At the Assembly
Carcieri vetoes legislation backed by city
01:00 AM EDT on Wednesday, July 9, 2008
PROVIDENCE — City leaders spent last week cheering the success of the city’s legislative package at the General Assembly this year, but that jubilation was short-lived; late last week, Governor Carcieri promptly vetoed several major bills related to Providence.
Now, the city is lobbying its General Assembly delegation to return and override the governor’s vetoes.
Two bills central to Mayor David N. Cicilline’s budget for the current fiscal year — his so-called working family tax credit, and a bill freeing cities from paying a fee for fire hydrants — were vetoed by Carcieri late last week, and Cicilline blasted Carcieri for his vetoes.
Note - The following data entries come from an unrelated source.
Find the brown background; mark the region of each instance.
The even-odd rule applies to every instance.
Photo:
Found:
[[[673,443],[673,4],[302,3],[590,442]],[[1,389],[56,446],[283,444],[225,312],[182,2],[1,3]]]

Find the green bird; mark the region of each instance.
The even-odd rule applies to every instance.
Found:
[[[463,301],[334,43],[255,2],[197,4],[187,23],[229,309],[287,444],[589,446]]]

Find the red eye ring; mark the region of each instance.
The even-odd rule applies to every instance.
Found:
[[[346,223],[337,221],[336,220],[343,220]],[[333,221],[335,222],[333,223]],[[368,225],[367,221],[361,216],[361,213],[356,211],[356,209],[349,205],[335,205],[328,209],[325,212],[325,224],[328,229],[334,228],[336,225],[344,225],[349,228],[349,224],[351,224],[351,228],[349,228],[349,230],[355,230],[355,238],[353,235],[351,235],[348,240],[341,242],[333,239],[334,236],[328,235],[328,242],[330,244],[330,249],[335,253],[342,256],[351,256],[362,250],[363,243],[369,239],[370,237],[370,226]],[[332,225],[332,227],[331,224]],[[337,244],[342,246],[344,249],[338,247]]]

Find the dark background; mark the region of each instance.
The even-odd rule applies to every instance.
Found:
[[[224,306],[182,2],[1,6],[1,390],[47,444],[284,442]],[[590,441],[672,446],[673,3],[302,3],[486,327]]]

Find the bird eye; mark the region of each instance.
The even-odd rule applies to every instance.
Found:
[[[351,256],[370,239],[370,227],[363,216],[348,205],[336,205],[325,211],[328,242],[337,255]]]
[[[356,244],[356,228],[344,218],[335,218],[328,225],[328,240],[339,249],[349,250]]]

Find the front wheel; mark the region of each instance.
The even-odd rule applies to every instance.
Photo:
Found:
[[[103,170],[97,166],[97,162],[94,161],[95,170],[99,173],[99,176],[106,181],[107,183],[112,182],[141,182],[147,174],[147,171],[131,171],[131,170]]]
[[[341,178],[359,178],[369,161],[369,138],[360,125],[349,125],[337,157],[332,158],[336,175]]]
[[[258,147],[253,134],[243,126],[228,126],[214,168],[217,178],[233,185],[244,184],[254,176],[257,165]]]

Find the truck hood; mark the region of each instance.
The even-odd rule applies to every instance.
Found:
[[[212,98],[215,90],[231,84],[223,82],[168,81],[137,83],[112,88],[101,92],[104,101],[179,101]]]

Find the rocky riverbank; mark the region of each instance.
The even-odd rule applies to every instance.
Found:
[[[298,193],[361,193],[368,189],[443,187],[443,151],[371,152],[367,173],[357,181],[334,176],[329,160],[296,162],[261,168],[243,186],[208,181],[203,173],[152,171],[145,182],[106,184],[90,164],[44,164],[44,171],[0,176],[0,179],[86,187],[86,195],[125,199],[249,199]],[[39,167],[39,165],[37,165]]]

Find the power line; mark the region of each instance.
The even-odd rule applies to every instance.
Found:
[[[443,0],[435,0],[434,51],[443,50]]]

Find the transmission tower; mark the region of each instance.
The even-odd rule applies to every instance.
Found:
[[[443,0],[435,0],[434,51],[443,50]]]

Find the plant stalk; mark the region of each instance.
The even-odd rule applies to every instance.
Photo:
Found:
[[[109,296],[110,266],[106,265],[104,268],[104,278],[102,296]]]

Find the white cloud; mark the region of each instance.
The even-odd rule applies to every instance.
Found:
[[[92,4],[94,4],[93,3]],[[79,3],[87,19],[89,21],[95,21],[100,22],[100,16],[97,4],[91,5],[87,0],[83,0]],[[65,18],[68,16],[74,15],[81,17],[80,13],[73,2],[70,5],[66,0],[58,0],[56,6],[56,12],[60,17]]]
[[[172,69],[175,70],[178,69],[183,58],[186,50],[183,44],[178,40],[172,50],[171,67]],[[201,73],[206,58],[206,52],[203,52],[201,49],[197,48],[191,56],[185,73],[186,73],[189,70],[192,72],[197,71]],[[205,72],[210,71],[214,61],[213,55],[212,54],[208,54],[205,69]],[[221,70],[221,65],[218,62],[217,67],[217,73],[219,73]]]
“When you look at the combination of those two bills being vetoed, it really does demonstrate again how out of touch the governor is with what working families are enduring across our state,” Cicilline said.
The tax-credit bill allows the city to reapportion city tax bills so that residents who own and occupy single-family houses worth less than $200,000, or multi-family houses worth under $275,000, would get a $250 credit on their tax bills. The cost would be borne by those who own homes on the other side of that divide.
Cicilline said he couldn’t figure out why the governor would veto a bill that would only affect Providence.
“It didn’t have implications to the state. It allowed us to give families in the city, who were most in need, some property tax relief with a tax credit. It provided some really necessary relief to the families most in need in the capital city,” Cicilline said.
Carcieri and Cicilline have fought a public war of words in recent weeks over immigration, but Cicilline said he did not think that played a role in the vetoes.
“I certainly hope that that has nothing to do with it — I don’t have any reason to think that it did,” Cicilline said.
To Carcieri, the bill would set a dangerous precedent of applying different tax rates depending on the value of residential property.
“Once the state has authorized something for one community, it is difficult to say no to another,” he wrote in his veto message, while noting that a state group is studying tax policy right now, and he would prefer to let that group reach conclusions before any major changes are made.
Providence is perhaps more affected by Carcieri’s veto of the hydrant rental fee bill, which amounted to a $1-million savings Providence was counting on to help balance its budget.
The bill would have removed the hydrant rental fees that are charged to cities and towns by water providers. Eliminating the fees would have forced water authorities to cover the cost from general water bills, thus forcing the property tax-exempt institutions that crowd Providence to pay along with other taxpayers.
The bill has been submitted by Providence year after year to failure, but this year it was championed by the Rhode Island League of Cities and Towns as one of the group’s top priorities. With broader support, particularly from Pawtucket, it passed.
But Carcieri vetoed the bill Thursday, leaving Providence with a bigger hole in its budget.
Carcieri said that he felt hydrants belonged under the umbrella of municipal public safety, and water authorities should be able to charge cities and towns for them.
The governor doesn’t want to see the cost of rentals spread among water authority customers, saying that hydrants are part of the public safety operation, and belong as municipal costs, paid for through city taxes.
“Although there are reasonable arguments that this is a way to make tax-exempt organizations pay for public safety costs and that municipalities require new sources of revenue or expanded ways of reducing cost, I believe that such hydrant rentals fees are a realistic public safety cost which should be borne by the municipality and not water users.”
The message was somewhat mixed, and even seemed sympathetic, acknowledged Dan Beardsley, executive director of the League of Cities and Towns, but “Unfortunately, his sympathy didn’t go far enough.”
Now, even if the Assembly does return — which Beardsley said may be unlikely — this bill could face an uphill battle.
“I honestly don’t know. It passed both the House and Senate on procedural maneuvers so there wasn’t an overwhelming majority supporting the bill,” Beardsley said.
Although the bill came in under the banner of the league, it has been Providence’s cause for so long that many legislators had a hard time seeing the coalition, Beardsley said.
“Most of them were of the belief that it was a City of Providence piece of legislation,” Beardsley said.
Carcieri also vetoed a bill affirming the Providence Redevelopment Authority’s ability to purchase blighted property.
Now, Cicilline is left crossing his fingers and lobbying the city’s powerful Assembly members to return to session.
“It’s very disappointing. I’m hoping that the legislature will return,” Cicilline said.